Merci de vos lumières ! Effectivement mon DD externe possède 2 prises firewire 800. Il n'y a plus qu'à tester !


----------



## pascalformac (21 Juin 2010)

ca ne devrait pas poser de souci
 il y a des cas où ca peut parfois coincer
 c'est en chaines d'elements tous alimentés par le mac 
exemple :  DD alimenté par le mac+ element 2( alimenté par branchement FW) branché sur DDE
là parfois le mac aime pas ( son job c'est d'etre un ordi pas un bloc d'alimentation)

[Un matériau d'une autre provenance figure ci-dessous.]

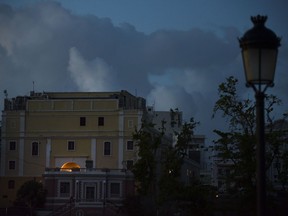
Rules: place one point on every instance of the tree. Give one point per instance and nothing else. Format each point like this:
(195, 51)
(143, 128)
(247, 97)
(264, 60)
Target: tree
(32, 194)
(148, 141)
(237, 146)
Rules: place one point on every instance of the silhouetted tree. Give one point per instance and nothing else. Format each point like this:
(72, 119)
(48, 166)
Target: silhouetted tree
(237, 146)
(31, 194)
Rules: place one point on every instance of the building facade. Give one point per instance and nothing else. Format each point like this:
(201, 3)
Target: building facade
(78, 143)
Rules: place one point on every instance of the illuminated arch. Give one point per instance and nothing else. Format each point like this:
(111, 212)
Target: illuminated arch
(69, 166)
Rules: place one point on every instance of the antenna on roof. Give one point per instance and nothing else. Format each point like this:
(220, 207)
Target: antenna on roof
(33, 86)
(6, 93)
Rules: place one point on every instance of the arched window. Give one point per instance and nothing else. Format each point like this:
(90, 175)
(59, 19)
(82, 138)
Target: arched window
(70, 166)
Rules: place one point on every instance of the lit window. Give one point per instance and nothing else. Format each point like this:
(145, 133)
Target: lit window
(35, 148)
(100, 121)
(64, 189)
(129, 164)
(12, 145)
(107, 148)
(114, 189)
(82, 121)
(71, 145)
(12, 165)
(130, 145)
(130, 123)
(11, 184)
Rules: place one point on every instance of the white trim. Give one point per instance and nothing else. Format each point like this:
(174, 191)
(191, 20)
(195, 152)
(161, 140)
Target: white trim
(93, 151)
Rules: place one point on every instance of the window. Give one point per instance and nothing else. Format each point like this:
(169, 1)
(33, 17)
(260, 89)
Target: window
(12, 165)
(64, 189)
(114, 189)
(130, 145)
(11, 184)
(107, 148)
(130, 123)
(100, 121)
(82, 121)
(71, 145)
(35, 148)
(12, 145)
(129, 164)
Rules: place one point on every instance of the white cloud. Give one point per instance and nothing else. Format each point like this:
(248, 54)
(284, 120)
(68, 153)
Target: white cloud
(95, 75)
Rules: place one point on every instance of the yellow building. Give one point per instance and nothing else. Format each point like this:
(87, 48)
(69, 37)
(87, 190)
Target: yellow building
(78, 143)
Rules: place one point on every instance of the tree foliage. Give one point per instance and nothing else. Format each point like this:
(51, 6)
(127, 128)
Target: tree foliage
(32, 194)
(237, 147)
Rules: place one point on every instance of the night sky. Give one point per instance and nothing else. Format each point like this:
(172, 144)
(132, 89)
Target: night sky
(174, 53)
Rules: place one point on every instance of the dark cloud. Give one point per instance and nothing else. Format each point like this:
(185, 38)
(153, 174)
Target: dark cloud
(61, 51)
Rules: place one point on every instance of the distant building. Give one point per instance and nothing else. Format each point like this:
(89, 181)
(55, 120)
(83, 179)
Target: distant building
(194, 164)
(78, 143)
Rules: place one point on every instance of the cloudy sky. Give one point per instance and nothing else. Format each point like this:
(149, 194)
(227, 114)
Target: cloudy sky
(174, 53)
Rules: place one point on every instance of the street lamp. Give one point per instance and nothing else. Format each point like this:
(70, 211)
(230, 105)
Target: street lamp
(259, 52)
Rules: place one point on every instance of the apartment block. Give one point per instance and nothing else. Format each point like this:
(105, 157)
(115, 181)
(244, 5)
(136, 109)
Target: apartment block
(79, 144)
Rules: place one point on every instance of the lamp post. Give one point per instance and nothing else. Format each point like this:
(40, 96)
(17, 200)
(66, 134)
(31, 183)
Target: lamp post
(259, 52)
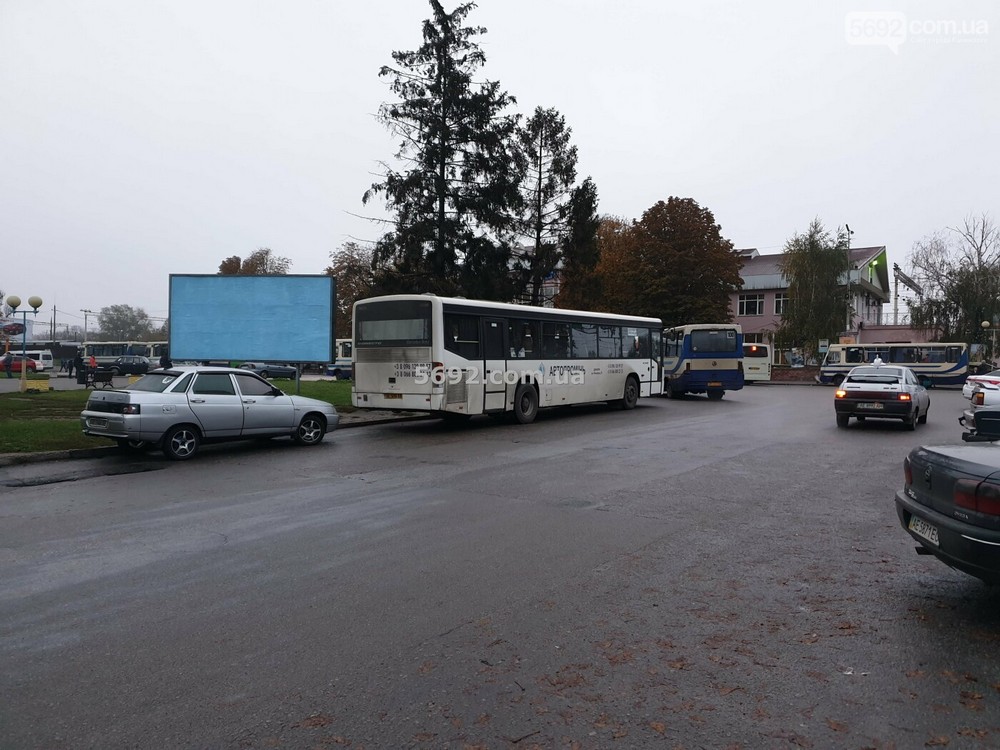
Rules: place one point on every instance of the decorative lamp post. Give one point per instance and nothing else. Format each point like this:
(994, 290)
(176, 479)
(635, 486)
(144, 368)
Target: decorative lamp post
(15, 302)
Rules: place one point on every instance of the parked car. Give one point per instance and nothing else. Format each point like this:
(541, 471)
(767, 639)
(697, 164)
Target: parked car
(991, 378)
(15, 365)
(882, 392)
(984, 396)
(270, 369)
(178, 409)
(128, 365)
(950, 501)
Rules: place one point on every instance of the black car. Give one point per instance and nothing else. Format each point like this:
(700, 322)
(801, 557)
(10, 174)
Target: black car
(130, 364)
(882, 392)
(950, 501)
(270, 369)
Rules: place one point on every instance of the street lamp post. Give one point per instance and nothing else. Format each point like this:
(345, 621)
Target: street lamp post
(987, 327)
(850, 302)
(85, 314)
(15, 302)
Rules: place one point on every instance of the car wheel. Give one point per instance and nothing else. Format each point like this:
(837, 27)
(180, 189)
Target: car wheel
(631, 396)
(525, 403)
(180, 443)
(310, 430)
(132, 446)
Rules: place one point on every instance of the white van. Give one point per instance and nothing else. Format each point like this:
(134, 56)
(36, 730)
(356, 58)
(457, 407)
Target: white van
(43, 358)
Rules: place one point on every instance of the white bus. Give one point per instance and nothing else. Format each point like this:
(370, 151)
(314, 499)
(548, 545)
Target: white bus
(43, 358)
(934, 363)
(459, 357)
(342, 366)
(756, 362)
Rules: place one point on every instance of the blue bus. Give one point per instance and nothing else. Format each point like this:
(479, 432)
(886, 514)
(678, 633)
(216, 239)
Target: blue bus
(934, 363)
(702, 358)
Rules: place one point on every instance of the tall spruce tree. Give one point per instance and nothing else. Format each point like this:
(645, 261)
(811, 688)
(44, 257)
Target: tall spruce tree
(455, 203)
(546, 189)
(580, 286)
(815, 265)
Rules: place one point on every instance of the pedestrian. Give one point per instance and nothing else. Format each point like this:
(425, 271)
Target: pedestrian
(81, 373)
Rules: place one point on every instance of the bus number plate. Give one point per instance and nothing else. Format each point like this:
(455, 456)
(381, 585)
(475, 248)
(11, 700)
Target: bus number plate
(921, 528)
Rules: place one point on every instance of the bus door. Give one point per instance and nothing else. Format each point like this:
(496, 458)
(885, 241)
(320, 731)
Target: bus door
(656, 385)
(494, 364)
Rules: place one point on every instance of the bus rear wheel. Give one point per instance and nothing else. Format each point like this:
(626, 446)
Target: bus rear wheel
(525, 403)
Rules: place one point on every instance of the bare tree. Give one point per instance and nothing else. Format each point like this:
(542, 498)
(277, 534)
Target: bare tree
(959, 269)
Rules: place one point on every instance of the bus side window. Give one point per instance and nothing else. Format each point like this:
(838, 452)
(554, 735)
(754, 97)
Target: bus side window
(609, 342)
(584, 340)
(555, 340)
(461, 335)
(522, 335)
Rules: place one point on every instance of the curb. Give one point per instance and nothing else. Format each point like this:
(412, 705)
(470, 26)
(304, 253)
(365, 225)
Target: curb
(20, 459)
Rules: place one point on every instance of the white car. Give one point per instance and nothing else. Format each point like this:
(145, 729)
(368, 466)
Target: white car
(985, 394)
(992, 378)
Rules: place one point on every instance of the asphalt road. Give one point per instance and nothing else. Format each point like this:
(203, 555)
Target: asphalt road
(689, 574)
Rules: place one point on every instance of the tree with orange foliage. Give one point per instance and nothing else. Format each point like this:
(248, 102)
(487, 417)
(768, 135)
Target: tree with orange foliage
(673, 264)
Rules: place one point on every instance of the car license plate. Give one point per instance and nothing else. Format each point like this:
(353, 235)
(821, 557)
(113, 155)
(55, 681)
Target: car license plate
(921, 528)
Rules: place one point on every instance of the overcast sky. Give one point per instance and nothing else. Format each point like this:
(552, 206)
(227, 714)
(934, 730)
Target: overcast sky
(140, 138)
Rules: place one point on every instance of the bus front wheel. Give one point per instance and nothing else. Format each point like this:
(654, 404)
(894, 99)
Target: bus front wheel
(631, 396)
(525, 403)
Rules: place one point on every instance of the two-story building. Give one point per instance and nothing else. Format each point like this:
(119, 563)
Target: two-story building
(759, 305)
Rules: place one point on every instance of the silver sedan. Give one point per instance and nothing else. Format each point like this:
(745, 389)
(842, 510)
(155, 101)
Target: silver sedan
(178, 409)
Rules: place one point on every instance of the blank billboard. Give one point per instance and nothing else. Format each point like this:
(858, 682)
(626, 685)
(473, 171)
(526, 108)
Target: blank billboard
(266, 318)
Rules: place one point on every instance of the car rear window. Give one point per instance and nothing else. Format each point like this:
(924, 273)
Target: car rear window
(874, 376)
(154, 383)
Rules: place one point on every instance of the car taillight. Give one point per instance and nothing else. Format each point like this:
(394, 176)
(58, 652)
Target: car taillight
(982, 497)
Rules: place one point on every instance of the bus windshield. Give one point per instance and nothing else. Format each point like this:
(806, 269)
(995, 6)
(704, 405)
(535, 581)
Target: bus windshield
(713, 340)
(393, 323)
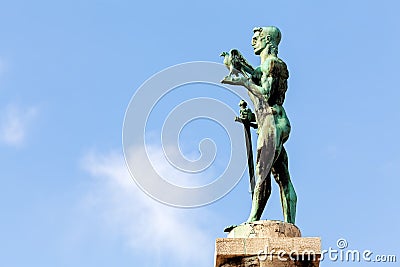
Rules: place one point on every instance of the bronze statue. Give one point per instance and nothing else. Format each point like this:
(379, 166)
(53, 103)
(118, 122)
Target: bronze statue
(267, 85)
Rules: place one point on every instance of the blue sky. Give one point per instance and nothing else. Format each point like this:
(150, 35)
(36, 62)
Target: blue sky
(68, 70)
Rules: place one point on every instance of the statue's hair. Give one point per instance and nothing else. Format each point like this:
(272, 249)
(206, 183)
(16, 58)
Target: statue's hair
(275, 37)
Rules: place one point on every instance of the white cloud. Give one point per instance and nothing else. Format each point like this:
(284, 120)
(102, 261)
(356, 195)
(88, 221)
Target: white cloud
(147, 225)
(14, 124)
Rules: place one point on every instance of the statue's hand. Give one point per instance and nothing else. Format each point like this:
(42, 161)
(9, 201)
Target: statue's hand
(234, 80)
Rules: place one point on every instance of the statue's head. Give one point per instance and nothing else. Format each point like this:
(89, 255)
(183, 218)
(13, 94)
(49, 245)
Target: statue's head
(242, 104)
(266, 38)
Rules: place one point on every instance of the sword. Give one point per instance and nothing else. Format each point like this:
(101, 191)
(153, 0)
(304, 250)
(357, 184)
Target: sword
(247, 119)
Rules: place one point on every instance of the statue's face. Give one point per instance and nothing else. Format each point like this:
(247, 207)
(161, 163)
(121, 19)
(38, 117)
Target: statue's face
(259, 42)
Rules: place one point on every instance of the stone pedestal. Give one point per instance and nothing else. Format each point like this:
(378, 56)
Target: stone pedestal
(267, 243)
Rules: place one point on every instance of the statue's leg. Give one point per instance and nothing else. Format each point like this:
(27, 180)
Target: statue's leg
(262, 190)
(261, 194)
(280, 170)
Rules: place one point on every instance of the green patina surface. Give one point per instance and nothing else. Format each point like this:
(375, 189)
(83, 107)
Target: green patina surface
(266, 85)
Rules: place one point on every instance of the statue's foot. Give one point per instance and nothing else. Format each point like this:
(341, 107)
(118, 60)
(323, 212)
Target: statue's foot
(251, 219)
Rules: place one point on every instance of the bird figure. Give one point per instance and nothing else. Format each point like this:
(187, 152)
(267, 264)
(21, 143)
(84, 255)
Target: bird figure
(236, 63)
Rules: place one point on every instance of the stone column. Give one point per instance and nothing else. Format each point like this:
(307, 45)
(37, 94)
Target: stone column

si ton DDE a sa propre alimentation , pas de souci


----------



## Crisrol (21 Juin 2010)

Oui, c'est un LaCie 1,5T. Lorsque je ferai mon prochain montage j'en parlerai sur le forum pour valider. Autrement, reste à débrancher le DDE et brancher le camescope à la place ! A propos de camescope, je dois en changer à la rentrée (j'ai un Canon MVX45i). Tout le monde me dit que l'idéal est toujours le mini DV because une trace des rush toujours disponible et de plus parfaitement compatible Mac. Je lis ici ou là les problèmes de compatibilité avec les camescopes à carte ou DD. Les conseils de spécialistes seront les bienvenus !


----------



## DBJFIREMAN (21 Juin 2010)

si on chaine 2 dd en firewire et chaqun des 2 a un ordi different ca fait quoi?


----------



## Pouasson (21 Juin 2010)

Tu veux dire chaque DD relié à un ordi, puis les deux DD reliés ensemble?  

Doit y avoir un ordre de priorité au niveau du contrôleur des DD, mais perso, j'm'y risquerais pas, ça doit être assez instable..  

(pis si c'est pour de la mise en commun, il y a plus simple )


----------



## Pascal 77 (22 Juin 2010)

DBJFIREMAN a dit:


> si on chaine 2 dd en firewire et chaqun des 2 a un ordi different ca fait quoi?



Ça fait "données perdues sur chacun des deux DD, ceci de base, plus, en option, problèmes électriques sur l'un ou l'autre, ou plusieurs des 4 éléments ainsi chaînés, avec à la clé, des ports Firewire H.S." Voilà ce que ça fait 

Les prises Firewire en double sur les disques ne doivent *jamais* servir à relier les dits disques à plusieurs ordinateurs ! Bien entendu, pour les disques à interfaces multiples, cce principe s''applique également à l'ensemble des interfaces disponibles, on ne doit pas connecter de disques à plusieurs ordinateurs à la seule exception des disques "réseau", qui, eux, se connectent soit en WiFi, soit en ethernet !


----------